Bad Lieutenant


There’s a genre of dirty cop movies: Prince of the City (which we’ve covered before), Serpico… and then there’s Bad Lieutenant. Wow.

Released in 1992 and directed by the notoriously quirky Abel Ferraro, Bad Lieutenant is like a trip through a doomed man’s id. The title character, inhabited — truly, inhabited — by Harvey Keitel, is a lieutenant of detectives in an unnamed unit who appears to have a citywide mandate. What he really has, however, is a voracious appetite for drugs, booze, sex, and gambling. The man is six months of overtime for any vice squad.

This is, in my opinion, Keitel’s most compelling performance. Watching the movie, it’s hard to imagine anyone else in the role (likely the truest test of great acting). The actor’s stupefied wreck of a face is like a topographic map of every day of this cop’s career, and Keitel shuffles through the streets of crummy 90’s New York like he’s going to the gallows. Which in a way he is.

The kernel of the story is based on a a true incident from the the time, in which a nun was raped and a church robbed in Spanish Harlem. Former NYPD detective Bo Deitl investigated the actual case, and in fact he appears here in a supporting role. While the movie seems to take place in an NYPD in which lieutenants are completely unsupervised, its undeniable slice-of-life realism is likely due to Deitl’s presence on-set.

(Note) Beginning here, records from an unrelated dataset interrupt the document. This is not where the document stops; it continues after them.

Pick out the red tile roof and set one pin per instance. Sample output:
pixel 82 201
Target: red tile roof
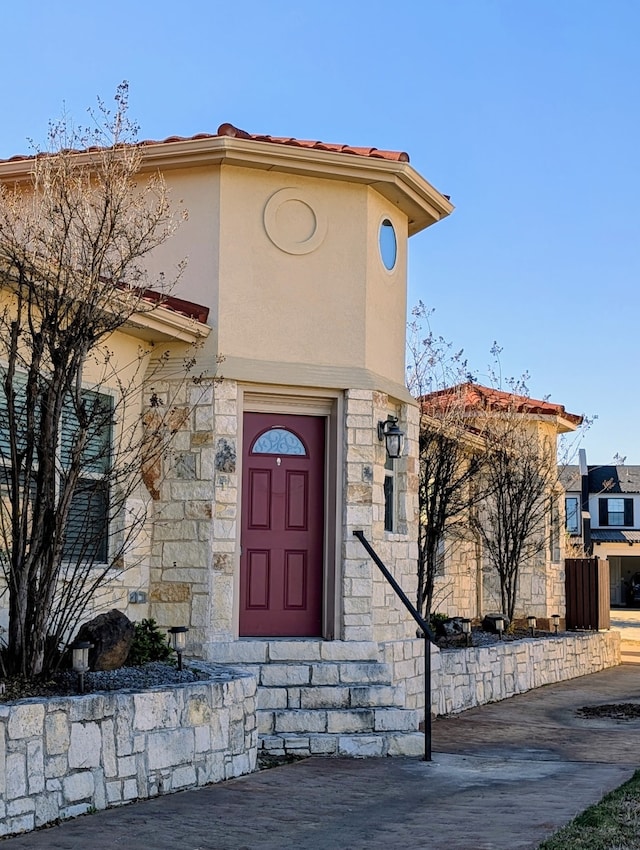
pixel 476 397
pixel 178 305
pixel 233 132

The other compelling character in the film is New York City. Like similar movies — Mean Streets, Taxi Driver, Panic In Needle Park, etc. — a great metropolis collapsing in on itself is more than setting here. It’s a menacing presence over everyone’s shoulder. No one is immune. Not the cops, the church, the workaday New Yorkers… nobody. (And for those of a certain age, the scene at the Limelight — aka the Slimelight — will induce a few painful flashbacks).

Isn’t it wonderful that today’s New York is heading in the same direction? (Um, no, it’s not).

Sure, it’s Scorcese-adjacent, and you might find it a tad unsettling at times — but you won’t look away. And in the end, there is a measure of redemption here, which the lieutenant seems to have been reaching for all along.

It’s an experience. Catch it now on Amazon Prime, free with commercials. Then maybe take a shower.